Confluence of the Yellowstone and Lamar Rivers
Confluence of the Yellowstone and Lamar Rivers (photo: Chad Shmukler).

While I'm a fairly dedicated winter angler the past few weeks made it difficult to get excited about hitting the water. The thermometer has stuck close to the single digits lately and I don't recall the last time it was above freezing. Most rivers and streams are locked solid and even the tailwaters are struggling to run free. If I wanted this sort of weather I'd live up in some mountain valley in Colorado. Sitting in western Connecticut it shouldn't feel like the Rockies but it does. Except without the mountains and the legal pot.

While I consider my glass half empty situation I scan the news sites which, given my mood, only serves to destroy hope. From West Virginia to Montana industry seems hidebound to poison our waters. Another oil pipeline has burst, this one full of Canadian oil, fouling the Yellowstone River and drinking water in a season that foils clean-up efforts. Bakken oil filled tanker cars have finished exploding but not burning along the banks of the befouled Kanawha River. It seems there's no reliably safe way to transport the stuff.

Downstream folks fret about water quality, not for fish, but for drinking. After the insanity of the Elk River MCHM spill in January 2014 people have become wary of assertions by companies that water is safe to drink after it's been fouled by a chemical. Sure the chemical levels are "barely traceable" but does that mean it's safe? Most of these chemicals haven't been tested for health impacts on humans so there's a bit of a question mark as to what exposure level is considered safe.

Clean water is taken for granted. We turn the faucet and expect that what comes out will be healthy for us to consume. I don't think too many people make a connection between what they're seeing come from the faucet and it's source. To trace water back to it's ultimate source, all you have to do is stand outside on a rainy day. In order for that water to make it's way to the faucet it will go on an amazing journey, a journey that may include a storm drain, a small creek or even that marsh down the street that a developer wants to fill in for housing.

Eighty-six percent of people in the U.S. get their water from public water supplies. About a third of that supply comes from groundwater via public wells. The other two thirds is from surface water - rivers and impoundments on rivers. And those rivers get their water from smaller rivers and smaller streams and so on until it's just water falling from the sky. And some of that water washes by facilities like those owned by Freedom Industries in West Virginia or by Bridger's Pipeline in Montana.

With the debate about fracking, there's been a whole lot of focus on the quality of water in wells lately but those impacts are generally localized and invisible on a national level. To some I suppose the fracking hubbub sounds like a bunch of shrill whining. Some would say that America's freedom is at stake and if energy independence comes at the price of some bad water and dead streams, so be it. It worked for the mining industry, why not the drilling industry?
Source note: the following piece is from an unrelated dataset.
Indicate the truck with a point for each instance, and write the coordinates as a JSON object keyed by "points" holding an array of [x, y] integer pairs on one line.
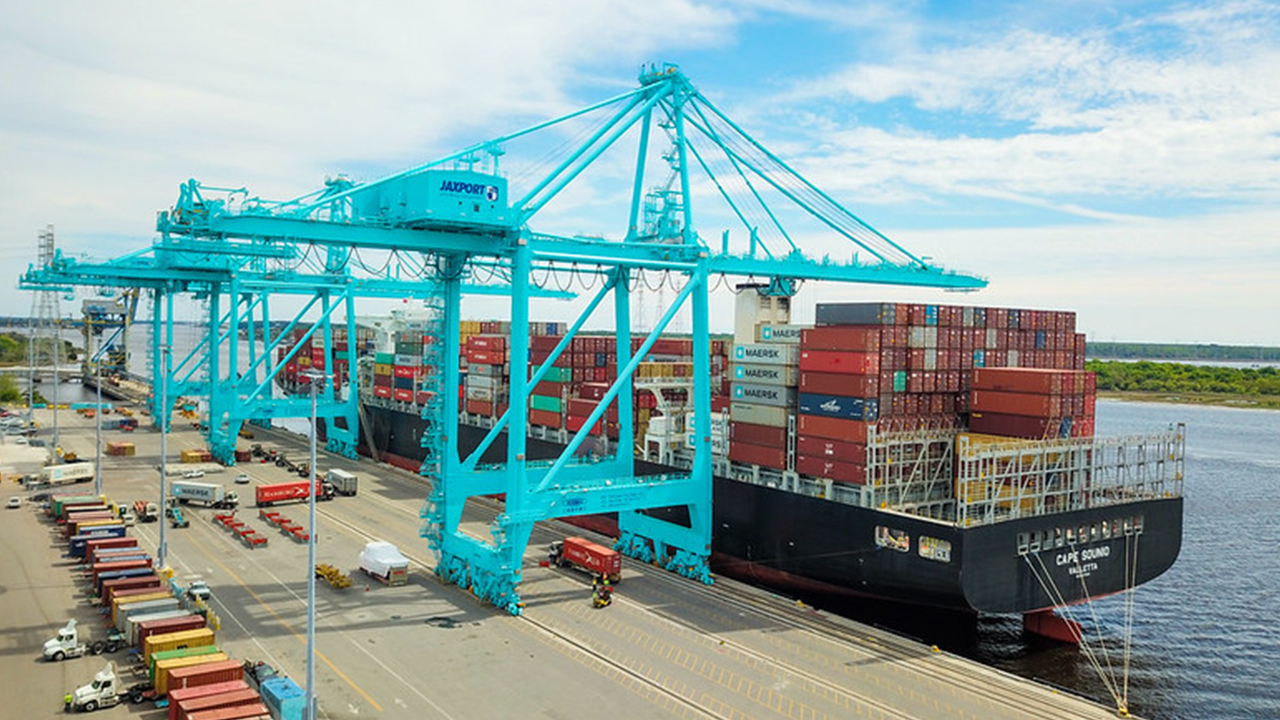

But those shrill voices seem to resonate a whole lot more when events are not localized and dozens of inconvenienced people becomes thousands, tens of thousands, hundreds of thousands. Clean water becomes a whole lot more important because it is a whole lot more important.

It's very popular in certain political circles to say that the EPA isn't needed, that smaller government is the answer for everything. I agree that we're spending more than we take in and I'd like my tax situation to be different. But there are places that I'm not willing to compromise; clean water is one of those places.

Events like the one in Charleston, West Virginia and Glendive, Montana are not accidents. They are the logical conclusion of a series of events put in place by us. We elect folks to office and demand that they do certain things, like create a climate where doing business is easy. Further, we demand that we not be constrained by onerous regulations. We demand freedom and liberty and all the other things that make for amusing Facebook memes and witty political repartee. And we get exactly what we ask for. We deserve better.

We need to continue to strengthen the regulation and enforcement of laws that pertain to clean water on the local, state and federal levels. And we each need to take personal responsibility for doing so. It is easy to blame such conditions on politicians and political bodies. But at the end of the day it is the personal responsibility of each of us to make our voices heard in the discussion.

If you haven't written your local, state and federal political leaders on this topic, you should. And you shouldn't let them get away with savaging agencies like the EPA to score political points. It's the EPA which is solely charged with keeping water clean. If you kill the EPA, you turn the responsibility for clean water over to companies like Freedom Industries, Bridger and Exxon. And then it'll be no mystery who's poisoning the water and killing the fish. It'll be the person in the mirror.

Comments

Amen.

Great article couldn't agree more. Along similiar lines for an unpopular President Mr. Obama is setting aside a lot of National Monuments. This has to help with clean water and trout.